The base reality of true immigration/border security reform for the 2020s and beyond is that, once it is completed, it is not going to be an easy pill for anyone to swallow.
Most difficulty, as the world's first "nation of immigrants" we are all going to have to acknowledge that, whatever the details, in any kind of immigration reform we will necessarily be making a sea-change in America's foundational values and cultural traditions. Given the evolving economic and community sustainability picture, we just are not capable of being the fully accessible country we were in the 1890s. So the future will indeed be a time of increasingly limited capacity for growth due to immigration. We will have to have consensus that these changes have not been driven by prejudice or "fear of the other," but instead by our reckoning of the unique resource and sustainability challenges we face in the 21st Century.
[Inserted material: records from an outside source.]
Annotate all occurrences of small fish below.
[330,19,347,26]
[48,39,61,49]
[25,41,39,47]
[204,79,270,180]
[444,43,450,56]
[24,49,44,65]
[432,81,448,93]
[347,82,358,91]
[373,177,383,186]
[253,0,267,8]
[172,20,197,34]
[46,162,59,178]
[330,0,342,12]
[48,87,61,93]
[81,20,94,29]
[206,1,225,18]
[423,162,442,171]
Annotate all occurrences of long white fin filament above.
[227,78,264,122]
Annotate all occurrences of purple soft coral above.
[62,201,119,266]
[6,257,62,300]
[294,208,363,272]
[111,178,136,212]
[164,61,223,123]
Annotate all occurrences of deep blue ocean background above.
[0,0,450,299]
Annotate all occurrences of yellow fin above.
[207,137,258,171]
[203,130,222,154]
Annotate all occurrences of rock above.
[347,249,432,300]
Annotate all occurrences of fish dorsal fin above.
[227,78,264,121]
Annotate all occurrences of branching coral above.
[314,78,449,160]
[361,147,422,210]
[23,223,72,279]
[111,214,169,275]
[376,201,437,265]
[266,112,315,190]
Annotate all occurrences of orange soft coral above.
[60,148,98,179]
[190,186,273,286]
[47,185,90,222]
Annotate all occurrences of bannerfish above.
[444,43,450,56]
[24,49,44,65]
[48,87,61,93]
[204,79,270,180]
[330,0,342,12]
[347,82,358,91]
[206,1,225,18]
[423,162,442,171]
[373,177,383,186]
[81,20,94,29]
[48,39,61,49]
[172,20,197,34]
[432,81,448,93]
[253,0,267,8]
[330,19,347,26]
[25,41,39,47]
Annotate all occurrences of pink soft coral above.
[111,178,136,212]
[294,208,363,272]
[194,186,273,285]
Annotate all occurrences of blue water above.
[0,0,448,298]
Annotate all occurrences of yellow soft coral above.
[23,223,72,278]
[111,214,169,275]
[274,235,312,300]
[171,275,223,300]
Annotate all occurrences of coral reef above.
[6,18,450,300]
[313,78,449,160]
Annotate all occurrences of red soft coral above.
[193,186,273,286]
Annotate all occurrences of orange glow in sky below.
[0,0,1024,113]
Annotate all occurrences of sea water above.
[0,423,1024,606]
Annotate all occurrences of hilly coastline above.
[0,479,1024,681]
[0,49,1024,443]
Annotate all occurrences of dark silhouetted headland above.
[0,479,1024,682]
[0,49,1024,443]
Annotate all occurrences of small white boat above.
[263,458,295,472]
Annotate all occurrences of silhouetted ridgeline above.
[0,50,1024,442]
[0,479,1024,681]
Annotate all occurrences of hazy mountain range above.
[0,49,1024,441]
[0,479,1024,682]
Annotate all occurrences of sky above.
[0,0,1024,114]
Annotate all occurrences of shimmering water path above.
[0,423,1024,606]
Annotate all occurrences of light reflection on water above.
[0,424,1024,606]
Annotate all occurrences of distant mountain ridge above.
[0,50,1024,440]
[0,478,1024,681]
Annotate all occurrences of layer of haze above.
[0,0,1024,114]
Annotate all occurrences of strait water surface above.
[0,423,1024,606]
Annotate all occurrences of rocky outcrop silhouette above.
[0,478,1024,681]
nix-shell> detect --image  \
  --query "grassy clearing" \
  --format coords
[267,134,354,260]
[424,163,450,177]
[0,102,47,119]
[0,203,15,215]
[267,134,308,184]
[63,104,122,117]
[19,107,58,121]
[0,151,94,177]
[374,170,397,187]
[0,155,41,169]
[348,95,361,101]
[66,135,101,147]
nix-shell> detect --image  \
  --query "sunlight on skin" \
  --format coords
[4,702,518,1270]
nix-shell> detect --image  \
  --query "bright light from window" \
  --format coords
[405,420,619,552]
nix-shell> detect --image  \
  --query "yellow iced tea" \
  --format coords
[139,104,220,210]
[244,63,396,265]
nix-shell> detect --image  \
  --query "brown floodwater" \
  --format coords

Because that is the truth of the matter no matter how much I and others wish it weren't.
So we are going to have to also accept that these changes in the path to U.S. Citizenship that we make in the 2020s are also going to at some level represent a fundamental shift in "who we are" to the world and how we are seen by others abroad.
But if we do this right, and equitably, and we do fix the sustainability of the future path to American citizenship -- we will have served all people who covet freedom, opportunity, and prosperity in their lives over the long term. We can still remain, the last best hope on Earth.